Een VNG-woordvoerder zegt: ‘Het wetsvoorstel was nog niet openbaar, dan is onze reactie dat normaal gesproken ook niet. Dat mist dan namelijk de context van het wetsvoorstel zelf, dat wij nooit actief openbaar maken. Maar voor deze keer besloten we na het weekeinde toch de reactie op internet te plaatsen.’
BZK en Justitie verantwoordelijk
De VNG stemde nog wel even af met Binnenlandse Zaken. ‘Die vonden het oké,’ bevestigt de woordvoerder. De departementale goedkeuring, al dan niet stilzwijgend, wordt zo afgegeven door Justitie en BZK. Niet door het ministerie van Volksgezondheid, waar CDA-‘coronaprins’ Hugo de Jonge geen idee heeft van de streken van – zo lijkt het – zijn collega’s.
De Jonge verkeert op wel meer punten in onwetendheid, blijkt tijdens ons gesprek met hoogleraar Voermans. ‘Ik schrok van het voorstel,’ zegt hij. ‘Er staan fouten in die je niet zou verwachten als BZK of Justitie eventjes had meegekeken.
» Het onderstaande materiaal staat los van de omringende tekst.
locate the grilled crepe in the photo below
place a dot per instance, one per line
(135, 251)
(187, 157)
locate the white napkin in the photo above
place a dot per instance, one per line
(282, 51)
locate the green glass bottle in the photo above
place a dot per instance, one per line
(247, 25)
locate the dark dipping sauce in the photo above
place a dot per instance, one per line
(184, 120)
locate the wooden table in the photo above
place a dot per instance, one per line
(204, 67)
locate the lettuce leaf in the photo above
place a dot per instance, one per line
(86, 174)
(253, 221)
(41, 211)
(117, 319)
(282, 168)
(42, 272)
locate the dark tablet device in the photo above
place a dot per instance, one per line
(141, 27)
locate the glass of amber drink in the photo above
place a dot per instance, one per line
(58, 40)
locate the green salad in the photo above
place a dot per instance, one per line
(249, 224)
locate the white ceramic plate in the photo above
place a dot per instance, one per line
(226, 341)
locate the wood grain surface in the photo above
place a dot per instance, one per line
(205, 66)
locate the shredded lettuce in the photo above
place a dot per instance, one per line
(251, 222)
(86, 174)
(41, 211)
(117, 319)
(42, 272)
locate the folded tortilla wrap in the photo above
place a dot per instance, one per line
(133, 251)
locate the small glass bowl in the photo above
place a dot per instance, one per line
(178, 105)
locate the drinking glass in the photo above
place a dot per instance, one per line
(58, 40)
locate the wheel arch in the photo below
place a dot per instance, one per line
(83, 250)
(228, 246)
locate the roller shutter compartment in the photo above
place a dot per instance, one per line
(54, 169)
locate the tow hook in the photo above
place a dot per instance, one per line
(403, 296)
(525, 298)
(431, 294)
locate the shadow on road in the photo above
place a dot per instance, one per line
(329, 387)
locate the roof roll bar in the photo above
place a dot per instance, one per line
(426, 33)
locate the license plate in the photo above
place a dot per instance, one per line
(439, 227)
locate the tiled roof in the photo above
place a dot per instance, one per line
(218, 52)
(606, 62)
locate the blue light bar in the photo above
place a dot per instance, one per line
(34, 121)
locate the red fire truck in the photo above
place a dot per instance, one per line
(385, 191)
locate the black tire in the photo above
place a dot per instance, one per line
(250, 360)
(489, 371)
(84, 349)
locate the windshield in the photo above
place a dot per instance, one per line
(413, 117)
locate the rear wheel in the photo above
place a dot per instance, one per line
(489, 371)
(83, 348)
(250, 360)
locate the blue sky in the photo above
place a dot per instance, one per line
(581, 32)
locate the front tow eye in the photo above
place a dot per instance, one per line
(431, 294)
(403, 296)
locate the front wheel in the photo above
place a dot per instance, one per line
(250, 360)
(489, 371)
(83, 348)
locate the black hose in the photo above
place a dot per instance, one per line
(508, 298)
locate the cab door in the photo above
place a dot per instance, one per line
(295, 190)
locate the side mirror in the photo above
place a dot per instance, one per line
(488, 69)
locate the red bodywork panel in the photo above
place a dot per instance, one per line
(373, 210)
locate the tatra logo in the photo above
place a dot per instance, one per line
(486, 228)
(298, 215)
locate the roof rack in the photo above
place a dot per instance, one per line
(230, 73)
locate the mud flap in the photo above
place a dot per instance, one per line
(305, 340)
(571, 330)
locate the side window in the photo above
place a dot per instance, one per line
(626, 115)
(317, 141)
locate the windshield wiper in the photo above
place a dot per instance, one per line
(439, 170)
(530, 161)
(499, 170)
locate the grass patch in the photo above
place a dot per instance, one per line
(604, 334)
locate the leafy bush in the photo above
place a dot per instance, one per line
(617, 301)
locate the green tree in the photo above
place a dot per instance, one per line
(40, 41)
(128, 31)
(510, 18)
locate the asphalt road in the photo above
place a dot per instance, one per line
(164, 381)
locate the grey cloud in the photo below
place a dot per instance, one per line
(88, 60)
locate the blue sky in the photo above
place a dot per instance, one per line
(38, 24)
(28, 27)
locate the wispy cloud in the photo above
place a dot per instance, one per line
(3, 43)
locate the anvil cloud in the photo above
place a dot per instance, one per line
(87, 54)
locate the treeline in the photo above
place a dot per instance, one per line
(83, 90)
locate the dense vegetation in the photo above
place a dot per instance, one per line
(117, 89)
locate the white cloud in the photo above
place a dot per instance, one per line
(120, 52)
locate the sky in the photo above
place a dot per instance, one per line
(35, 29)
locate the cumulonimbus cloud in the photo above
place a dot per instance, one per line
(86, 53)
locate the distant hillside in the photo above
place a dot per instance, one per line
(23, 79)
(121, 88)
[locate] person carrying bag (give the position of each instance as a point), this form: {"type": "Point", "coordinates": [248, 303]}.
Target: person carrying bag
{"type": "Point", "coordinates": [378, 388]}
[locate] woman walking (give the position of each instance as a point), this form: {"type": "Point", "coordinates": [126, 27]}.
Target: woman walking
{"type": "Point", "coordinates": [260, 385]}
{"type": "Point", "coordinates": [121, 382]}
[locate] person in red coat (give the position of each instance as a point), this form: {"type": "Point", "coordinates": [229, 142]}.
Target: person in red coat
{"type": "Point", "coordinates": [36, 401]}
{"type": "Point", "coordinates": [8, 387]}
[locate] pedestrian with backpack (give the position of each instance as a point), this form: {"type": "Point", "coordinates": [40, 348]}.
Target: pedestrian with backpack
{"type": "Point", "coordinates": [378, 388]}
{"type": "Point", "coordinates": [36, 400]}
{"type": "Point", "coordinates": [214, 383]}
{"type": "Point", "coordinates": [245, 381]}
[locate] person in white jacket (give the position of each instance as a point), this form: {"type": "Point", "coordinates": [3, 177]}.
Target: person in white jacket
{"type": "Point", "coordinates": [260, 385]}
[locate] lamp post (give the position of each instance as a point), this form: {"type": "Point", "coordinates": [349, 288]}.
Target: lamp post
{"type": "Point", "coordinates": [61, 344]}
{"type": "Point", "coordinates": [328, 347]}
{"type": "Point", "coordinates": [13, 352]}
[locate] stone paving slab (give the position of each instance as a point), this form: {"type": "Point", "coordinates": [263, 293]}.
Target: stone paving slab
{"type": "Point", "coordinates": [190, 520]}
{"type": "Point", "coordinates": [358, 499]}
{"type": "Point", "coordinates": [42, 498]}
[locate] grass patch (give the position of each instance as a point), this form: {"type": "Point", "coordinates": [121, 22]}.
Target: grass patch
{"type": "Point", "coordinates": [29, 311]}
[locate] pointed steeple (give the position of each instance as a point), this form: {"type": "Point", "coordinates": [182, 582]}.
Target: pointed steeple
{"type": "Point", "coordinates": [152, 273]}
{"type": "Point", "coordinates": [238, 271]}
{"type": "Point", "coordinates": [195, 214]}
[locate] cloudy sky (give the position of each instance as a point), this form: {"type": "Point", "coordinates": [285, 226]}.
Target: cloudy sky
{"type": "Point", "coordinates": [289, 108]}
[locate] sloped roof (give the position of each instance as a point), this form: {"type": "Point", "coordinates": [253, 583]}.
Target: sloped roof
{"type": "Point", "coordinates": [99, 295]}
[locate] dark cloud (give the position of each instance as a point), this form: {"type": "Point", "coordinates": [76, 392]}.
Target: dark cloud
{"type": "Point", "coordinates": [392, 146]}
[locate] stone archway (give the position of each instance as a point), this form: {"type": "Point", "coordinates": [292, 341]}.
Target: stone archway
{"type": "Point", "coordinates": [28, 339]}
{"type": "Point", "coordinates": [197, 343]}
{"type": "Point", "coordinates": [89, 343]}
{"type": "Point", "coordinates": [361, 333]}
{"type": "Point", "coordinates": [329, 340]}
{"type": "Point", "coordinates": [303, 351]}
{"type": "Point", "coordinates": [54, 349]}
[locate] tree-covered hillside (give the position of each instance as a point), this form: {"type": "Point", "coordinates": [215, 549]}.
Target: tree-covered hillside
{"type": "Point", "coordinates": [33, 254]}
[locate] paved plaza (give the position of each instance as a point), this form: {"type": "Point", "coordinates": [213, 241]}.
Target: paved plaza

Daarbij is de toelichting onduidelijk en vol overbodigheden. Dat zag ik direct, het verbaasde me.’
Voermans wijdt er een blog aan met een document waarin hij de missers een voor een aanwijst. Dat wordt massaal gedeeld op sociale media.
De wetenschapper wil niet speculeren, maar vindt het ontstane beeld ‘merkwaardig’. De samenval van de wisseling van de wacht en het gestuntel geeft te denken. Het wekt de schijn dat de andere departementen de boel moedwillig in de soep hebben laten lopen – of tenminste niets hebben ondernomen om dat te verhinderen.
Slechtste van twee werelden
Het terugkerende pijnpunt van het voorstel zit wat Voermans betreft inhoudelijk in de gebrekkige democratische legitimiteit, zoals ook de belangenbehartigers uit lokale hoek hebben aangekaart. ‘Het is onbestaanbaar, als je tenminste een achtergrond in wetgeving hebt, dat je werkt met hoofdzakelijk besluiten die pas achteráf naar de Kamer gaan,’ aldus Voermans. ‘Zo werkt het niet in een democratie,’ doceert hij, ‘je wilt dat volksvertegenwoordigers vooraf mee kunnen bepalen.’
Noodrechtspecialist Wierenga is van een iets andere school, maar ook weer niet. ‘Ik denk dat je in de huidige situatie wel met een eenhoofdig bestuur moet kunnen werken áls de spoedeisendheid dat vraagt, zoals gebruikelijk in het noodrecht,’ stelt hij.
‘Maar dit is een normaal voorstel,’ zegt Wierenga over het concept, ‘dat ze hebben ingevuld zoals je met het noodrecht zou doen. Daardoor mis je een aantal democratische waarborgen.’ Voermans bevestigt dat áls je de gangbare spelregels van de democratie op een centralistische manier opzij wenst te schuiven, het zou moeten op de manier van Wierenga.
Glans weg…
Dat gebeurt dus niet, de spoedwet combineert het slechtste van twee werelden, in zekere zin. Dat leest als een ‘staatsgreep’, zoals het in de publieke verontwaardiging ook wordt gevoeld. Meer dan honderdduizend mensen tekenden al een petitie tegen de spoedwet. De glans lijkt daarmee voorgoed weg.
..of niet?
Afdeling advisering heeft de adviesaanvraag over de Tijdelijke wet noodmaatregelen covid-19 ontvangen en zal hierover snel adviseren.
— Raad van State (@RaadvanState) June 11, 2020
Aanvullingen, opmerkingen en/of tips? Reageer hieronder, of mail de auteur.
Mr. J.P. Klevant Groen says
Aanvulling: https://twitter.com/RaadvanState/status/1273511582329438211?s=20
Mirella says
Met zoveel gestuntel zoals de ministers nu laten zien, is het niet gewoon handig om nu zo’n wet er door te drukken. Maar laten we dit na de verkiezingen echt bespreekbaar te maken MET het volk? Zodat er in tijden van echte nood een wet kan worden aangeboord waar het volk het mee eens is! Zoals er nu gehandeld wordt, siert het de ministers niet. Het lijkt wel of er van hoger hand een druk op de ministers wordt gelegd om dit soort vrijheid beperkende wetten gauw en ongezien er door te drukken.
Rijst mijn vraag, wat is de adder onder het gras, dat ze dit zo graag onder de rader wilden houden?